Pay transparency has moved from a niche debate to a baseline expectation. A growing number of jurisdictions now require salary ranges on job postings, and even where the law is silent, candidates increasingly expect to see a number before they invest hours in your process. The question is no longer whether to be transparent, but how to do it well.
For decades, compensation was treated as a closely held secret, revealed only after a candidate had cleared several rounds. That model is collapsing. When ranges are posted publicly, the cost of an unexamined pay structure becomes visible to everyone — current employees included. Internal inequities that once stayed hidden are now one job posting away from being obvious.
Transparency does not create pay problems. It reveals the ones that were always there.
Posting a range is the easy part. Posting an honest range is harder. A band that spans from forty thousand to four hundred thousand technically complies with the law while telling the candidate nothing. Credible employers publish tight, defensible ranges and are prepared to explain where a given offer falls and why.
That preparation forces a healthy discipline. It means defining the bands for each role, mapping current employees against them, and resolving the gaps before a candidate or a reporter does it for you. Companies that treat transparency as a compliance chore tend to scramble; those that treat it as a structural upgrade come out stronger.
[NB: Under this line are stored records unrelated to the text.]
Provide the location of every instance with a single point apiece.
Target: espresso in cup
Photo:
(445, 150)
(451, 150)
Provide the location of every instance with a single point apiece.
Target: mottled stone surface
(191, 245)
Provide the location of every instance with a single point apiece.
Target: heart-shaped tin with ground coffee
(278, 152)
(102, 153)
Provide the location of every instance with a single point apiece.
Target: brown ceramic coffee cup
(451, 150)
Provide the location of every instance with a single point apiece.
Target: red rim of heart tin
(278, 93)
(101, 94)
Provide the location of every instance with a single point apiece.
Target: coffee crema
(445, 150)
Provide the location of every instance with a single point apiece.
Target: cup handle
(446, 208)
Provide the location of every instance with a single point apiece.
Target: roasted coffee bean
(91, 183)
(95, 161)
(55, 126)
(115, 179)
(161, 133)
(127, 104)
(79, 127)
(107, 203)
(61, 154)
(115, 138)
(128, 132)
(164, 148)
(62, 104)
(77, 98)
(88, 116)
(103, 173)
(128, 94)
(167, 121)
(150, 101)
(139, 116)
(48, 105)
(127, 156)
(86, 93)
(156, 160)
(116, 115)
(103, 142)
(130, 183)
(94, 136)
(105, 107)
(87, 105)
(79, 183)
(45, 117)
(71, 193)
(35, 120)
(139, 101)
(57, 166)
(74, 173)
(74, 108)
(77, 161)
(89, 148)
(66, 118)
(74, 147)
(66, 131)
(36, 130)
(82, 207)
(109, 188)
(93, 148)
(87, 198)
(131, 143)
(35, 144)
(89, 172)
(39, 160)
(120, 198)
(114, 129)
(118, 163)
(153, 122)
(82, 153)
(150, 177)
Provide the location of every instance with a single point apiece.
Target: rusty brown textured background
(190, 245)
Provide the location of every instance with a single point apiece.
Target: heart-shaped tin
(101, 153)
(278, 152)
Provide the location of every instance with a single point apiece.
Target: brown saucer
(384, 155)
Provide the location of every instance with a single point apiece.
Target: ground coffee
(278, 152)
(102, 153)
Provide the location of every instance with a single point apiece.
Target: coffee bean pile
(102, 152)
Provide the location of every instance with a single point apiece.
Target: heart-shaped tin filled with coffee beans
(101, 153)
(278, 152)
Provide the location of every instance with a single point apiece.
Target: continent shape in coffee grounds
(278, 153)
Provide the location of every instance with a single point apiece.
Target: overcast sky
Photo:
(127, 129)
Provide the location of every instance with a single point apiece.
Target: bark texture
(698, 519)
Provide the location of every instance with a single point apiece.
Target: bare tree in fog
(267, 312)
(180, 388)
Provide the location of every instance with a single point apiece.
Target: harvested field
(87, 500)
Transparency is not purely a burden. Clear ranges filter out mismatched applicants early, shortening the funnel and saving everyone time. They build trust with candidates who are tired of opaque processes. And they give your recruiters a far easier conversation, because the hardest number has already been said out loud.
Internally, transparency tends to improve retention. Employees who understand how pay is determined — and who can see that the system is fair — are less likely to assume the grass is greener elsewhere. The discomfort of the initial audit is real, but it is a one-time cost that pays down a recurring liability.
Begin by auditing what you actually pay, role by role, and comparing it against current market data rather than last year’s budget assumptions. Define your bands, document the logic, and train managers to discuss pay without defensiveness. Then post ranges you would be comfortable defending to your whole team, because in an era of transparency, you eventually will.